The National Prevention Council, established by the Patient Protection and Affordable Care Act, comprises 20 federal entities. As part of its prevention and wellness efforts, the Council established a National Prevention Strategy to improve all Americans’ health. The National Prevention Strategy “provides evidence-based recommendations that are most likely to reduce the burden of the leading causes of preventable death and major illnesses.” It has 7 priorities: tobacco-free living, drug abuse and excessive alcohol use prevention, healthy eating, active living, injury- and violence-free living, reproductive and sexual health, and mental and emotional well-being. Healthy food service guidelines represent one strategy to address the healthy eating priority.

Under Section 4205 of the Patient Protection and Affordable Care Act, chain vending machine operators (owners of 20 or more vending machines) must make calorie information for food sold from a machine visible to consumers before purchase. If the consumer cannot see the Nutrition Facts Panel before purchase, the operator must post “clear and conspicuous” calorie information in close proximity to the food or near the food’s selection button.

Section 4205 also requires chain restaurants to publicize nutrition information for standard menu items. (Chain restaurants are defined as retail food establishments that are part of a chain with 20 or more locations that do business under the same name and offer for sale substantially the same menu items.) The US Food and Drug Administration’s rules to implement menu labeling requirements are in Title 21 of the Code of Federal Regulations.

Healthy food service guidelines can include the following rules in food and nutrition standards.

Executive Order 13693, Planning for Federal Sustainability in the Next Decade, directs federal agencies to promote energy conservation, efficiency, and management. Food service is part of building operations, so healthy food service guidelines should include environmentally responsible practices that increase energy efficiency and sustainability, such as green purchasing and green pest control alternatives.

The Environmental Protection Agency (EPA) and the US Department of Agriculture (USDA) have established goals and pillars to encourage practices that benefit the environment. In 2015, the EPA and USDA announced the “first-ever national food waste goal to reduce food waste 50% by 2030.” Healthy food service guidelines should include practices to develop systems for monitoring the relationship between food waste and food procurement; participating in waste reduction, recycling, and composting programs; and repurposing or donating excess food.
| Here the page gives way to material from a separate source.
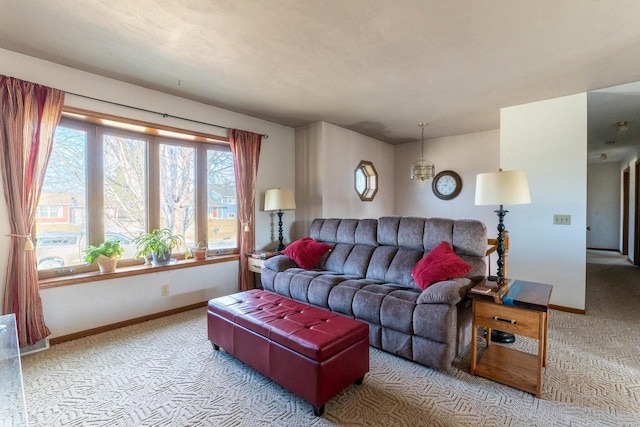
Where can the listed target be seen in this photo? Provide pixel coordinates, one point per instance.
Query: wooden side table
(523, 312)
(256, 262)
The USDA’s Four Pillars of Agriculture and Rural Economic Development promote the development of local and regional food systems and the conservation of natural resources. Healthy food service guidelines should require facilities to offer products that are locally sourced, certified organic, or produced with another certified environmentally beneficial practice. 

The US Food and Drug Administration’s Food Code and other relevant state and local food codes should be included as food safety standards in healthy food service guidelines. These codes provide guidance on creating a uniform system of addressing food safety issues in all retail food outlets and food service establishments, such as restaurants, cafés, and cafeterias.